Jimmy also told the mourners how an Irish priest at St Mary’s School kept caning him every Friday and suggested that the President must have suffered a similar fate. Uhuru said since Jimmy had already told all his little secrets he was not sure which other one was left.

“The story of Lucy is a wake-up call to us men who take pride in ourselves yet more often than not the truth is that it is the strong women behind us who are the real pillars. It is a call on us to respect and recognise them,” President Kenyatta said.

To Kibaki’s face, Uhuru said Lucy was so strong and independent-minded that she publicly contradicted him (Kibaki). He celebrated the contradictions of Lucy as the hallmark of our democracy.

Before him, Ruto had also told mourners of Lucy’s role in his political bond with the President. He said before she left State House in 2013, Lucy looked for him and told him to work with Uhuru. “That is why I am the Deputy President of the Republic of Kenya today,” he said to cheers of an excited crowd.

Ruto said upon entering State House in 2002, Lucy dispatched into inflation the careers of brokers, hypocrites and pretenders who used to hawk power in corridors of power.

Ruto himself had been a powerful figure in the pre-Kibaki Cabinet and would have been privy to those schemes.

“Before 2002, many Kenyans, myself included, thought a First Lady is there to be seen and not heard. Lucy was able to turn that around and make us know that she was there to be seen and heard.

Impossible to ignore

In fact, she made it impossible for us to ignore her and went on to become a person of influence in the Kibaki presidency,” Ruto said.

Senate Deputy Speaker Kembi Gitura said both houses of Parliament will strive to implement the Constitution to the benefit of the underprivileged in honour of the former First Lady. He referred mourners to a photo of the former First Lady dancing at the 2010 promulgation of the Constitution: “It was excitement, hope and fulfillment all bound into a beaming face. She had worked so hard in 2005 before and then in 2010,” Gitura, who spoke on behalf of elected leaders present at the ceremony said.

Gitura also decorated the late Lucy as a “strong-willed personality who stood against the establishment and the Executive” in defense of the underprivileged and the lowly in life.

But it is Jimmy’s tribute which brought out the true character of the departed former First Lady. Jimmy told mourners how his mother told off a State House official who had demanded that Kibaki’s children seek an appointment with their father when he became President in 2003. “She called a meeting the following day and informed them in a forthright manner that as long as she was alive none of her kids would have to book an appointment to see their own father.

When she was done, she asked them whether she had made herself clear and whether anybody had a question.” “She would go to any length, climb any mountain because of her family,” Jimmy, the eldest of her children said.

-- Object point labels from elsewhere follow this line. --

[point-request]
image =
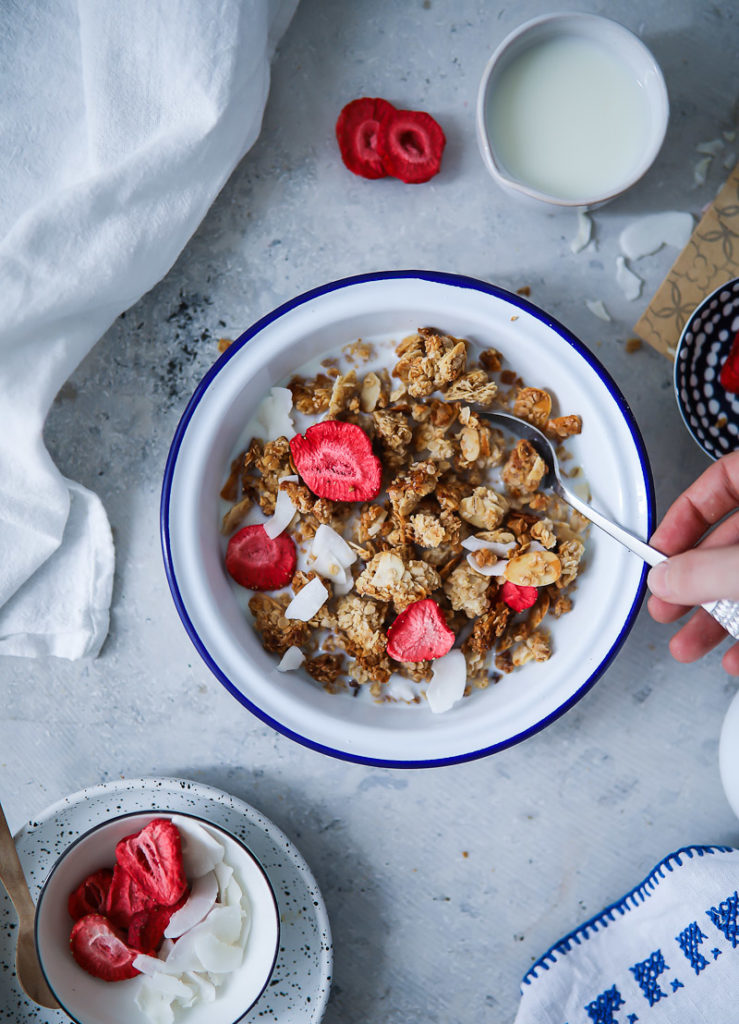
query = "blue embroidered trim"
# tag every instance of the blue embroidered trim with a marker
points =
(689, 940)
(725, 918)
(601, 1010)
(647, 973)
(628, 902)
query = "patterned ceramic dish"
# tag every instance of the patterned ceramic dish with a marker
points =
(709, 413)
(381, 306)
(91, 1000)
(303, 966)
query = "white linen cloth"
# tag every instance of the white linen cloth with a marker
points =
(666, 953)
(120, 122)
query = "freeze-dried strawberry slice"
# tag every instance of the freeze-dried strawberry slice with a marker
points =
(420, 633)
(729, 377)
(410, 143)
(146, 929)
(336, 461)
(154, 859)
(90, 895)
(101, 950)
(517, 597)
(261, 562)
(125, 898)
(356, 131)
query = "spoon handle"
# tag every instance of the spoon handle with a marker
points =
(650, 555)
(726, 612)
(11, 873)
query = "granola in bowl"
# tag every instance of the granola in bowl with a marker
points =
(388, 539)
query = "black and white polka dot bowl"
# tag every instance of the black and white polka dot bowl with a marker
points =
(709, 412)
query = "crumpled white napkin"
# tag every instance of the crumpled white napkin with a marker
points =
(120, 123)
(666, 953)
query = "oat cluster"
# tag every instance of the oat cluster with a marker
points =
(447, 475)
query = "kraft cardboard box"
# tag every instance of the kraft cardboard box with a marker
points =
(709, 259)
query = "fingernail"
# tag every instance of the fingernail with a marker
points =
(657, 580)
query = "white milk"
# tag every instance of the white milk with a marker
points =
(567, 118)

For the first time in public, Jimmy revealed that it was his late mother who saw into his political forays in Othaya in 2013. He said Lucy told her he did not have to become area MP to work with the people. Besides, the proud mother told him that the values she had instilled in him were incompatible with the practice of politics.

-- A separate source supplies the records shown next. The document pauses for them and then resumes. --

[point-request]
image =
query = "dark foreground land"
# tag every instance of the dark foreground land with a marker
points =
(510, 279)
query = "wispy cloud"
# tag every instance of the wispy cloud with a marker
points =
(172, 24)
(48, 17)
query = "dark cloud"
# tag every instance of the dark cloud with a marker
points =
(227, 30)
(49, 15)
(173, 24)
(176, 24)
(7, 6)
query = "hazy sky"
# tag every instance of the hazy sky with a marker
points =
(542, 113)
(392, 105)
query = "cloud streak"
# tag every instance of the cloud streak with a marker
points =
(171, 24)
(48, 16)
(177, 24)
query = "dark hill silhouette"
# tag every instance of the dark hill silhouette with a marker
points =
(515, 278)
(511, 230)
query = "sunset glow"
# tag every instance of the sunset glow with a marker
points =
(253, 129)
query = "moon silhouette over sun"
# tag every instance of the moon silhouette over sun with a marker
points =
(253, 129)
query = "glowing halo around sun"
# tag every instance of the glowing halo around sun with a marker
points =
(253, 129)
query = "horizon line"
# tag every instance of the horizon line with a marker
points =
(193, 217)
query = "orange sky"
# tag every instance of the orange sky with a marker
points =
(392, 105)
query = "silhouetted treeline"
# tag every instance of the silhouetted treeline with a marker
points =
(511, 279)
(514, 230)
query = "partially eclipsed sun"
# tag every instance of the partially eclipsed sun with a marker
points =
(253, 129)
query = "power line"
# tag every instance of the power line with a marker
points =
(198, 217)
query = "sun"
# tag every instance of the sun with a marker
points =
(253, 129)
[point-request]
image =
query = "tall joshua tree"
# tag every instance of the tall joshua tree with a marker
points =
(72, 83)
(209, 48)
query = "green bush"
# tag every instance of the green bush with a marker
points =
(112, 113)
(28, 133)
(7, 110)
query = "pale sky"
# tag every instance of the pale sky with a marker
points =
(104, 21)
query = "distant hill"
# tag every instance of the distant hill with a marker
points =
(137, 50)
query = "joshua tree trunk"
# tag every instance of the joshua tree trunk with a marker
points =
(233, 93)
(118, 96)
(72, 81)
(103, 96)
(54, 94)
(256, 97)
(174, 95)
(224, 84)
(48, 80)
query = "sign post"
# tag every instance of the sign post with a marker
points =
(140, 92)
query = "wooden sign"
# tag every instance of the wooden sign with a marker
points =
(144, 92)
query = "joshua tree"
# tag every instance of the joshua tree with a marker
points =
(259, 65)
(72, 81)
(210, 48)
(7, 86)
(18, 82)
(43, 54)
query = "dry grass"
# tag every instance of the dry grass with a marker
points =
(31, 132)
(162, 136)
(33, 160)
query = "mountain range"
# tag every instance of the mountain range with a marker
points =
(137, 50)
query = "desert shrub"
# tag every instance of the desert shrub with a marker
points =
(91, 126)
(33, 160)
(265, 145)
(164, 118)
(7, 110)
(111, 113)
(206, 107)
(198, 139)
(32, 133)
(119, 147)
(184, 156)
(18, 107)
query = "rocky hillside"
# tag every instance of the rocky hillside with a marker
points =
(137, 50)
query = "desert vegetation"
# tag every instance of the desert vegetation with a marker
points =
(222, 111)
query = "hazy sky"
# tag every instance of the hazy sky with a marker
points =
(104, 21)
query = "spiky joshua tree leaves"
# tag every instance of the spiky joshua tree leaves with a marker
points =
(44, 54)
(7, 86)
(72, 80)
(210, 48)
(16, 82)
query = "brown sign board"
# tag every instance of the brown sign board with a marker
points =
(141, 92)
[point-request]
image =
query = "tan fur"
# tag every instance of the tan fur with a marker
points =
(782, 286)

All the other children - Judith, David and Tony also paid glowing tributes to their mother as a strong pillar in their lives. Lucy’s childhood friend Bella Nderitu said the late Lucy was equally protective of her husband.

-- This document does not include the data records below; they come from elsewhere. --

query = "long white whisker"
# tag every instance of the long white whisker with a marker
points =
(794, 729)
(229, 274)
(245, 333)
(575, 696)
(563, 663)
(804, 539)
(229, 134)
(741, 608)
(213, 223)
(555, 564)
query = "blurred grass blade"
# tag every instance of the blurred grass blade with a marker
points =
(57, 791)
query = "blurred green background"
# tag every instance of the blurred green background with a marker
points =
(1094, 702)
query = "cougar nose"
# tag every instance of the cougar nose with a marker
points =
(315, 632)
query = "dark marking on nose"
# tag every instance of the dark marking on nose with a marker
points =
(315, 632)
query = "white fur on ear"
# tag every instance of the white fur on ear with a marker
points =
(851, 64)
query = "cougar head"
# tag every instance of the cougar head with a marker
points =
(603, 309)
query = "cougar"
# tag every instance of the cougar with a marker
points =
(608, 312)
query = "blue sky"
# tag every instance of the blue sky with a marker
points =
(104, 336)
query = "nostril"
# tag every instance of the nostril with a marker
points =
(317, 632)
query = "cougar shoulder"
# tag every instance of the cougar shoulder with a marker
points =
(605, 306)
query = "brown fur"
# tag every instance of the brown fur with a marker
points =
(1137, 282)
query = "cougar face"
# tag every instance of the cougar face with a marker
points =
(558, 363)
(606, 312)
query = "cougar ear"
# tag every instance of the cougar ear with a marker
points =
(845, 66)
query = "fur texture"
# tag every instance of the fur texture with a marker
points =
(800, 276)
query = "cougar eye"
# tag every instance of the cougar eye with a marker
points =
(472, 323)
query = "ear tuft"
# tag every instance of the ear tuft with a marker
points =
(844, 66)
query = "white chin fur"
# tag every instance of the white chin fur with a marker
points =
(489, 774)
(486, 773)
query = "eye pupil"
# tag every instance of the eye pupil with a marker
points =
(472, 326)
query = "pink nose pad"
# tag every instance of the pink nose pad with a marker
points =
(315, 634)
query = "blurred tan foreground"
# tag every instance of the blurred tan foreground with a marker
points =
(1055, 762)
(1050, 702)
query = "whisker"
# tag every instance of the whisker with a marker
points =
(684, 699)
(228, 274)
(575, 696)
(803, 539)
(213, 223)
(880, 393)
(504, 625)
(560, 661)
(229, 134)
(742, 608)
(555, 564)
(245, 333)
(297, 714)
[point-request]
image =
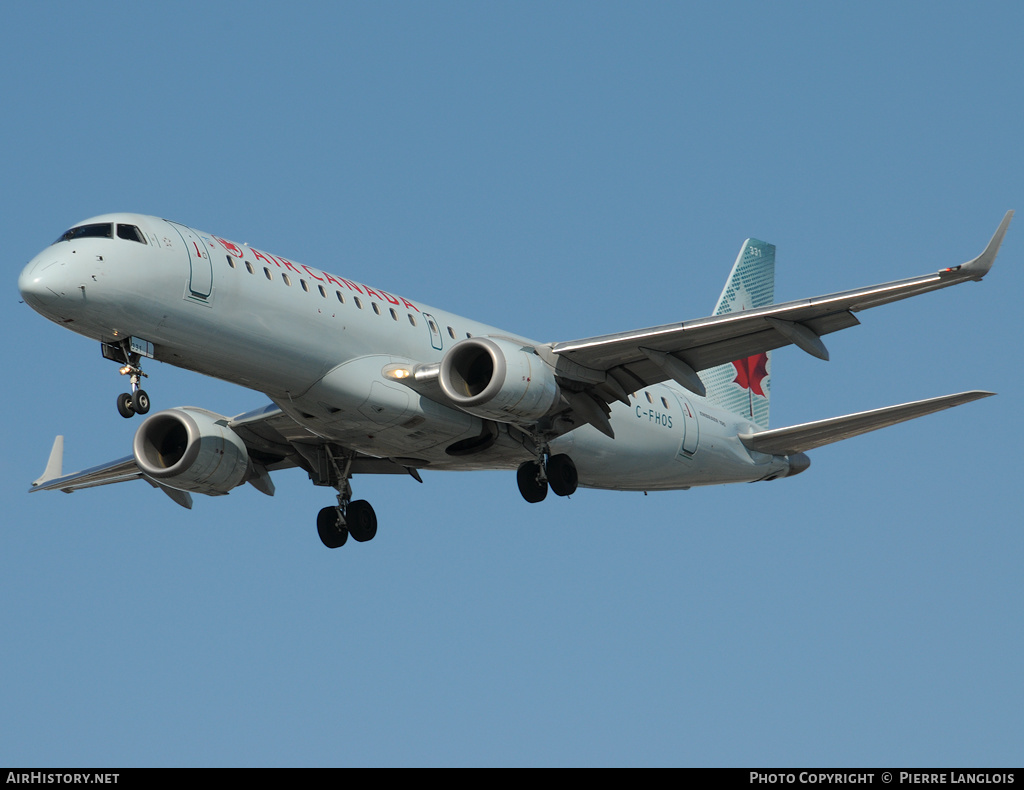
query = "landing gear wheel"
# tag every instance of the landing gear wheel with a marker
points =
(332, 533)
(140, 402)
(361, 521)
(562, 474)
(530, 485)
(125, 406)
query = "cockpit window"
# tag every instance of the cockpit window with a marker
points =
(100, 231)
(130, 233)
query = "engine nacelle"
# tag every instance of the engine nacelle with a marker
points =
(192, 450)
(498, 379)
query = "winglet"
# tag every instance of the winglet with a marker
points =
(54, 466)
(980, 265)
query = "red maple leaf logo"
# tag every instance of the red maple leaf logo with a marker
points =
(751, 372)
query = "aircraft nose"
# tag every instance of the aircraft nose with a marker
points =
(41, 281)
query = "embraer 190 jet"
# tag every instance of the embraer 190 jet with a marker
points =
(365, 381)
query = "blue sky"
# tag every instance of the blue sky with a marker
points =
(561, 170)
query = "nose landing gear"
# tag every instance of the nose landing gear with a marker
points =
(137, 401)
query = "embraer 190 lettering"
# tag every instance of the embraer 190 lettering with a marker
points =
(367, 381)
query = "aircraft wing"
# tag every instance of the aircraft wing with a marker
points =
(272, 440)
(800, 439)
(622, 363)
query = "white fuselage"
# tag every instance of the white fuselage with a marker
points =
(318, 344)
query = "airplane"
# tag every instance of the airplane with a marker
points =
(364, 381)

“Who would dare touch this man (pointing to Kibaki); after her, I do not know who. You would be in a lot of trouble,” she said to laughter of the mourners. Archbishop Peter Kairo of Nyeri Catholic Diocese celebrated the funeral mass. In his brief, to-the-point homily, Kairo said the late Lucy lived a life of compassion. He asked mourners to emulate her virtues for they neither know the time nor the hour of their demise.

Persevered pain

“The summary of her life is a lesson on compassion and perseverance. She persevered the pain of illness for many years until her demise,” Kairo said.

After the funeral service at the Othaya Approved School grounds, Lucy’s body was taken to her final resting place in Kanyange village three kilometres away. The final burial rites were performed in private under the watchful eye of close family members and invited dignitaries.